This gets an estimate for the intensity of each dye in each channel (before any channel normalisation) which is then used as the starting point for the bleed matrix computation.

Parameters:

Name	Type	Description	Default
`csv_file_name`	`str`	Path to csv file which has 4 columns with headers Dye, Camera, Laser, Intensity: Dye is a column of names of different dyes Camera is a column of integers indicating the wavelength in nm of the camera. Laser is a column of integers indicating the wavelength in nm of the laser.
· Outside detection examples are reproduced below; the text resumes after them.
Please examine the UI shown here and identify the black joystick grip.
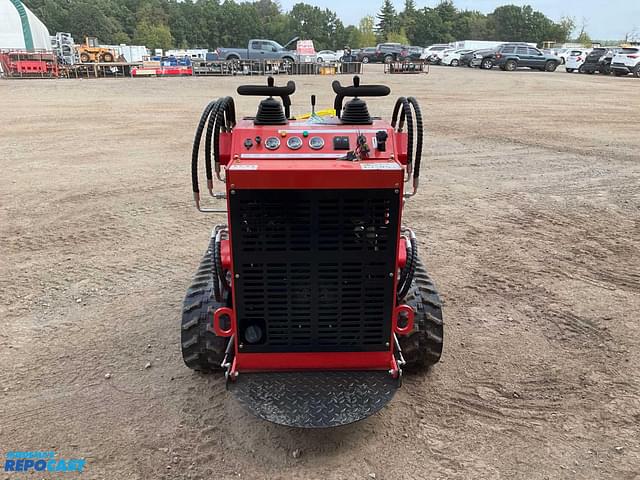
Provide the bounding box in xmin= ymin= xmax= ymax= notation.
xmin=238 ymin=77 xmax=296 ymax=118
xmin=331 ymin=75 xmax=391 ymax=118
xmin=238 ymin=77 xmax=296 ymax=97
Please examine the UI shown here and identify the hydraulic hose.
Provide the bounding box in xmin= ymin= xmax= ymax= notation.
xmin=407 ymin=97 xmax=424 ymax=191
xmin=191 ymin=101 xmax=218 ymax=198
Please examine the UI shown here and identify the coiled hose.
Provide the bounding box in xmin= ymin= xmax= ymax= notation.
xmin=191 ymin=97 xmax=236 ymax=196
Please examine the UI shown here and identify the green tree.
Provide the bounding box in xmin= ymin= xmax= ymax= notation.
xmin=113 ymin=32 xmax=131 ymax=45
xmin=398 ymin=0 xmax=417 ymax=43
xmin=386 ymin=28 xmax=409 ymax=45
xmin=133 ymin=21 xmax=173 ymax=50
xmin=358 ymin=15 xmax=376 ymax=48
xmin=376 ymin=0 xmax=399 ymax=41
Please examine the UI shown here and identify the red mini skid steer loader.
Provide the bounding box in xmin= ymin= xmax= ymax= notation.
xmin=182 ymin=77 xmax=443 ymax=428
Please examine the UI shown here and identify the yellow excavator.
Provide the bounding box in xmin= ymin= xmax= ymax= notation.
xmin=76 ymin=37 xmax=116 ymax=63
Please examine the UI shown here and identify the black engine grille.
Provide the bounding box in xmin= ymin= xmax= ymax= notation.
xmin=230 ymin=189 xmax=399 ymax=352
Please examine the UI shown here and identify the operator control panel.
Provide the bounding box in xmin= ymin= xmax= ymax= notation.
xmin=236 ymin=122 xmax=394 ymax=160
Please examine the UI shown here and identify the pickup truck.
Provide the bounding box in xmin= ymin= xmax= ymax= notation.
xmin=216 ymin=37 xmax=299 ymax=64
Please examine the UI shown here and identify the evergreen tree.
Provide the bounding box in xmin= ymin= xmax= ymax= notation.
xmin=376 ymin=0 xmax=398 ymax=42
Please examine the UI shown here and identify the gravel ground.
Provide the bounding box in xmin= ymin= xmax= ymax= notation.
xmin=0 ymin=66 xmax=640 ymax=480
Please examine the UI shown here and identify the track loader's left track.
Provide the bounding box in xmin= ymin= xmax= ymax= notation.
xmin=181 ymin=238 xmax=229 ymax=373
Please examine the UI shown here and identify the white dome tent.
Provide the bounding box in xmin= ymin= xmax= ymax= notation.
xmin=0 ymin=0 xmax=51 ymax=51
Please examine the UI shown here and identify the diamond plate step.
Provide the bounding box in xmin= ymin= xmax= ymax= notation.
xmin=228 ymin=371 xmax=399 ymax=428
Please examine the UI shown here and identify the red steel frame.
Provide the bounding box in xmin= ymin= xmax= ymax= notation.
xmin=213 ymin=121 xmax=413 ymax=379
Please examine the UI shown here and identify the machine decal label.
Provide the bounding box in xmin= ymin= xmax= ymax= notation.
xmin=360 ymin=162 xmax=402 ymax=170
xmin=229 ymin=163 xmax=258 ymax=170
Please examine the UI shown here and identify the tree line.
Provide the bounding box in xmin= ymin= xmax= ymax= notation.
xmin=25 ymin=0 xmax=575 ymax=50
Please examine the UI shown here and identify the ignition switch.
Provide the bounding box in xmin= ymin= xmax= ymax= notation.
xmin=376 ymin=130 xmax=389 ymax=152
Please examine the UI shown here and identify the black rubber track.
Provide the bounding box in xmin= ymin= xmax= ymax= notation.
xmin=181 ymin=239 xmax=228 ymax=373
xmin=398 ymin=259 xmax=444 ymax=371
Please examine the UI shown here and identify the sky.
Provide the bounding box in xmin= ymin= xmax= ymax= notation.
xmin=280 ymin=0 xmax=640 ymax=40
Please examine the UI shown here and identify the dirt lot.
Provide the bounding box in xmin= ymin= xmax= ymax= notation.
xmin=0 ymin=67 xmax=640 ymax=480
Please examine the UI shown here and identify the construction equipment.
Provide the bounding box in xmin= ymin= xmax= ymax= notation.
xmin=181 ymin=77 xmax=443 ymax=428
xmin=0 ymin=50 xmax=60 ymax=78
xmin=76 ymin=37 xmax=116 ymax=63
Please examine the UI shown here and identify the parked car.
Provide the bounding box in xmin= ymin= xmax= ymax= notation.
xmin=580 ymin=47 xmax=622 ymax=75
xmin=420 ymin=43 xmax=451 ymax=64
xmin=495 ymin=43 xmax=562 ymax=72
xmin=460 ymin=50 xmax=479 ymax=67
xmin=358 ymin=47 xmax=376 ymax=63
xmin=564 ymin=48 xmax=591 ymax=73
xmin=442 ymin=48 xmax=473 ymax=67
xmin=550 ymin=48 xmax=574 ymax=65
xmin=469 ymin=48 xmax=496 ymax=70
xmin=316 ymin=50 xmax=342 ymax=63
xmin=407 ymin=46 xmax=424 ymax=61
xmin=611 ymin=47 xmax=640 ymax=78
xmin=369 ymin=43 xmax=409 ymax=63
xmin=216 ymin=37 xmax=299 ymax=63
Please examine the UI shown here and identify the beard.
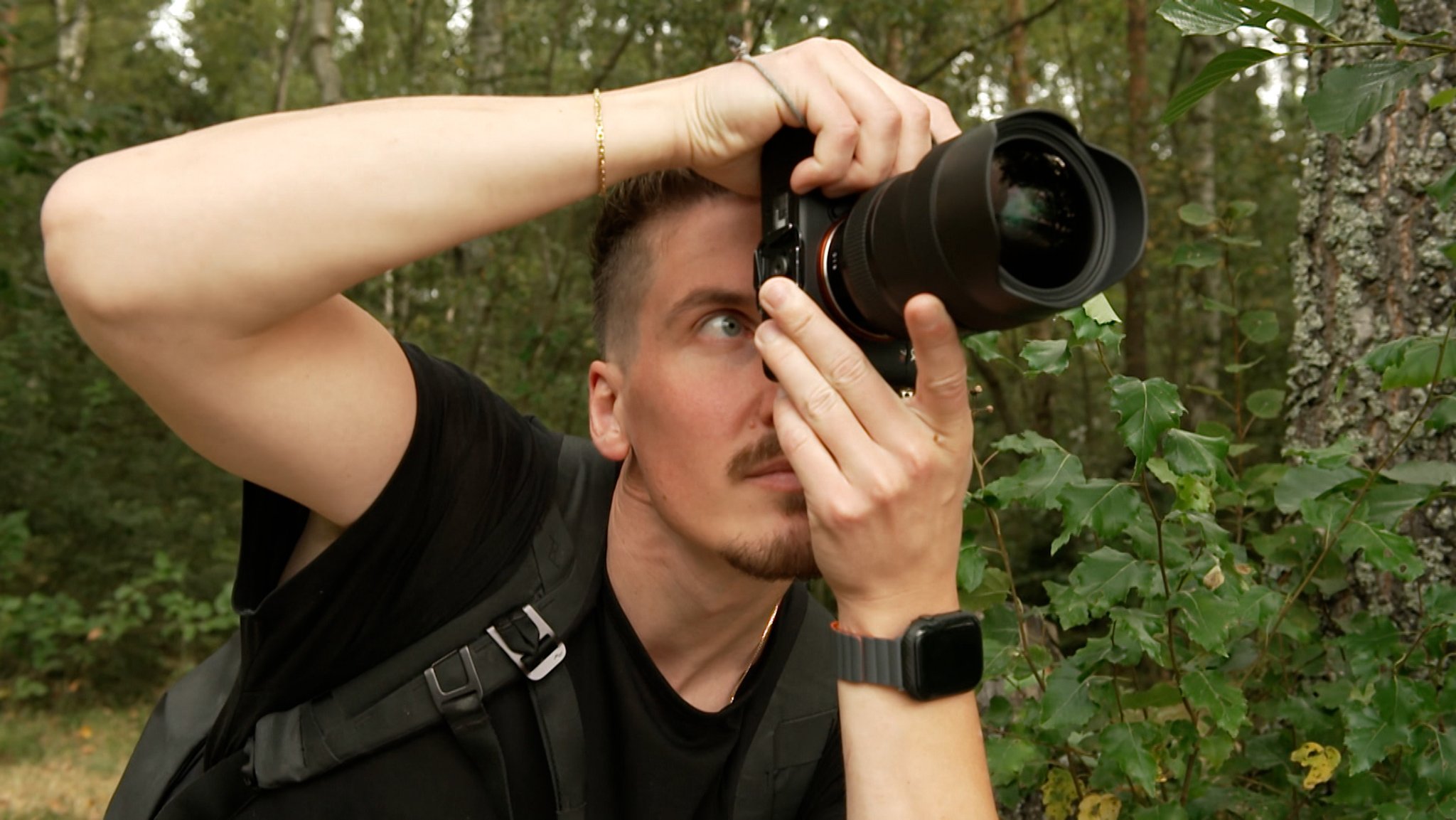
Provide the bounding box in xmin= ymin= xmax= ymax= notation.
xmin=722 ymin=432 xmax=820 ymax=581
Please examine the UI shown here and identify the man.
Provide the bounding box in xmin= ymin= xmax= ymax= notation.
xmin=42 ymin=35 xmax=995 ymax=819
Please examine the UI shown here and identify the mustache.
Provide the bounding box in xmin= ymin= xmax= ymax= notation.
xmin=728 ymin=431 xmax=783 ymax=479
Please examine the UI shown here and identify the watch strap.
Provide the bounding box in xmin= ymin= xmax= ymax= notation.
xmin=831 ymin=620 xmax=906 ymax=691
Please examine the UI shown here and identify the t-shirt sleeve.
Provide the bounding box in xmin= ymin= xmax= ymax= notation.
xmin=208 ymin=345 xmax=560 ymax=760
xmin=798 ymin=721 xmax=847 ymax=820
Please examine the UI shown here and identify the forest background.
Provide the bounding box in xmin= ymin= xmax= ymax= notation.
xmin=0 ymin=0 xmax=1456 ymax=820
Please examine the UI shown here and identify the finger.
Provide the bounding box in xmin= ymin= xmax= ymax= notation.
xmin=913 ymin=89 xmax=961 ymax=144
xmin=754 ymin=319 xmax=879 ymax=476
xmin=904 ymin=293 xmax=971 ymax=438
xmin=759 ymin=277 xmax=916 ymax=453
xmin=773 ymin=390 xmax=850 ymax=499
xmin=840 ymin=42 xmax=935 ymax=174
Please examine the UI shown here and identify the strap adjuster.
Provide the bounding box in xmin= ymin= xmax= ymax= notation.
xmin=485 ymin=605 xmax=567 ymax=680
xmin=425 ymin=646 xmax=485 ymax=712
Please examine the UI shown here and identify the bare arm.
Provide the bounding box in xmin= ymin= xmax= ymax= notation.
xmin=42 ymin=87 xmax=681 ymax=526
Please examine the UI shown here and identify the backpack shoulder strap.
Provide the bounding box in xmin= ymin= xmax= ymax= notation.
xmin=107 ymin=632 xmax=243 ymax=820
xmin=732 ymin=587 xmax=839 ymax=820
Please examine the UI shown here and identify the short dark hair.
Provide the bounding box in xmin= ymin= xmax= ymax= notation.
xmin=591 ymin=169 xmax=732 ymax=358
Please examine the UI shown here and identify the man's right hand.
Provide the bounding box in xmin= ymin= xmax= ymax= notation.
xmin=678 ymin=39 xmax=961 ymax=195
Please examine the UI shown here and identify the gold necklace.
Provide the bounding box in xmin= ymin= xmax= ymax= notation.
xmin=728 ymin=602 xmax=783 ymax=705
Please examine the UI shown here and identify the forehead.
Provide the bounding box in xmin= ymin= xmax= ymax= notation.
xmin=641 ymin=196 xmax=760 ymax=325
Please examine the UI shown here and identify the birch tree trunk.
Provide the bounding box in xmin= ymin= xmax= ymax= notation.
xmin=1285 ymin=0 xmax=1456 ymax=627
xmin=1182 ymin=36 xmax=1227 ymax=425
xmin=1123 ymin=0 xmax=1147 ymax=378
xmin=309 ymin=0 xmax=343 ymax=105
xmin=55 ymin=0 xmax=92 ymax=83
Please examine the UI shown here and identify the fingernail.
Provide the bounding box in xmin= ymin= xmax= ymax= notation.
xmin=759 ymin=277 xmax=793 ymax=307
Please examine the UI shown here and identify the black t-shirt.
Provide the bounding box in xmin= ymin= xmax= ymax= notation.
xmin=205 ymin=345 xmax=845 ymax=820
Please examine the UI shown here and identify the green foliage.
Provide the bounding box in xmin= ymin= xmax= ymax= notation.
xmin=971 ymin=282 xmax=1456 ymax=820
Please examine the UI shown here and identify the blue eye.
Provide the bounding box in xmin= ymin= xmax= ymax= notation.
xmin=703 ymin=313 xmax=747 ymax=339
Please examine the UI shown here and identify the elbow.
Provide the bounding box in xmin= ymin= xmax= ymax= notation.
xmin=41 ymin=160 xmax=146 ymax=322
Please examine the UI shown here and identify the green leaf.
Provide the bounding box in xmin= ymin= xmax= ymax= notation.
xmin=1108 ymin=606 xmax=1166 ymax=666
xmin=1425 ymin=164 xmax=1456 ymax=211
xmin=960 ymin=567 xmax=1010 ymax=612
xmin=1082 ymin=293 xmax=1121 ymax=325
xmin=1182 ymin=669 xmax=1249 ymax=734
xmin=1174 ymin=242 xmax=1223 ymax=270
xmin=981 ymin=449 xmax=1082 ymax=510
xmin=1344 ymin=677 xmax=1420 ymax=775
xmin=1041 ymin=663 xmax=1096 ymax=735
xmin=1381 ymin=336 xmax=1456 ymax=390
xmin=955 ymin=543 xmax=985 ymax=593
xmin=1226 ymin=200 xmax=1260 ymax=220
xmin=1051 ymin=478 xmax=1146 ymax=555
xmin=1374 ymin=0 xmax=1401 ymax=29
xmin=1159 ymin=46 xmax=1278 ymax=125
xmin=1425 ymin=396 xmax=1456 ymax=432
xmin=1285 ymin=435 xmax=1360 ymax=467
xmin=1239 ymin=310 xmax=1278 ymax=345
xmin=1021 ymin=339 xmax=1071 ymax=376
xmin=1169 ymin=587 xmax=1239 ymax=656
xmin=1163 ymin=430 xmax=1229 ymax=479
xmin=1041 ymin=581 xmax=1092 ymax=629
xmin=1067 ymin=546 xmax=1153 ymax=617
xmin=1335 ymin=518 xmax=1425 ymax=581
xmin=985 ymin=734 xmax=1047 ymax=787
xmin=1381 ymin=460 xmax=1456 ymax=486
xmin=1305 ymin=60 xmax=1427 ymax=137
xmin=981 ymin=605 xmax=1021 ymax=678
xmin=1274 ymin=464 xmax=1360 ymax=514
xmin=1203 ymin=296 xmax=1239 ymax=316
xmin=1178 ymin=203 xmax=1219 ymax=227
xmin=1096 ymin=724 xmax=1157 ymax=794
xmin=961 ymin=331 xmax=1010 ymax=361
xmin=1108 ymin=376 xmax=1188 ymax=475
xmin=1123 ymin=683 xmax=1182 ymax=709
xmin=1356 ymin=484 xmax=1437 ymax=528
xmin=1243 ymin=389 xmax=1284 ymax=418
xmin=1157 ymin=0 xmax=1249 ymax=35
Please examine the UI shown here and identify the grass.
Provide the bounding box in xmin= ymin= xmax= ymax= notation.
xmin=0 ymin=703 xmax=151 ymax=820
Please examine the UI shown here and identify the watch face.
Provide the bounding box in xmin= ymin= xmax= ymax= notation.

Intensity`[i]` is the approximate intensity of Dye`[i]` in a channel with Camera`[i]` and Laser`[i]`.	required
`dyes`	`Union[List[str], np.ndarray]`	`str [n_dyes]`. Names of dyes used in particular experiment.	required
`cameras`	`Union[List[int], np.ndarray]`	`int [n_channels]`. Wavelength of camera in nm used in each channel.	required
`lasers`	`Union[List[int], np.ndarray]`	`int [n_channels]`. Wavelength of laser in nm used in each channel.	required

Returns:

Type	Description
`np.ndarray`	`float [n_dyes x n_channels]`. `[d, c]` is estimate of intensity of dye `d` in channel `c`.

Source code in coppafish/call_spots/bleed_matrix.py

def get_dye_channel_intensity_guess(csv_file_name: str, dyes: Union[List[str], np.ndarray],
                                    cameras: Union[List[int], np.ndarray],
                                    lasers: Union[List[int], np.ndarray]) -> np.ndarray:
    """
    This gets an estimate for the intensity of each dye in each channel (before any channel normalisation)
    which is then used as the starting point for the bleed matrix computation.

    Args:
        csv_file_name: Path to csv file which has 4 columns with headers Dye, Camera, Laser, Intensity:

            - Dye is a column of names of different dyes
            - Camera is a column of integers indicating the wavelength in nm of the camera.
            - Laser is a column of integers indicating the wavelength in nm of the laser.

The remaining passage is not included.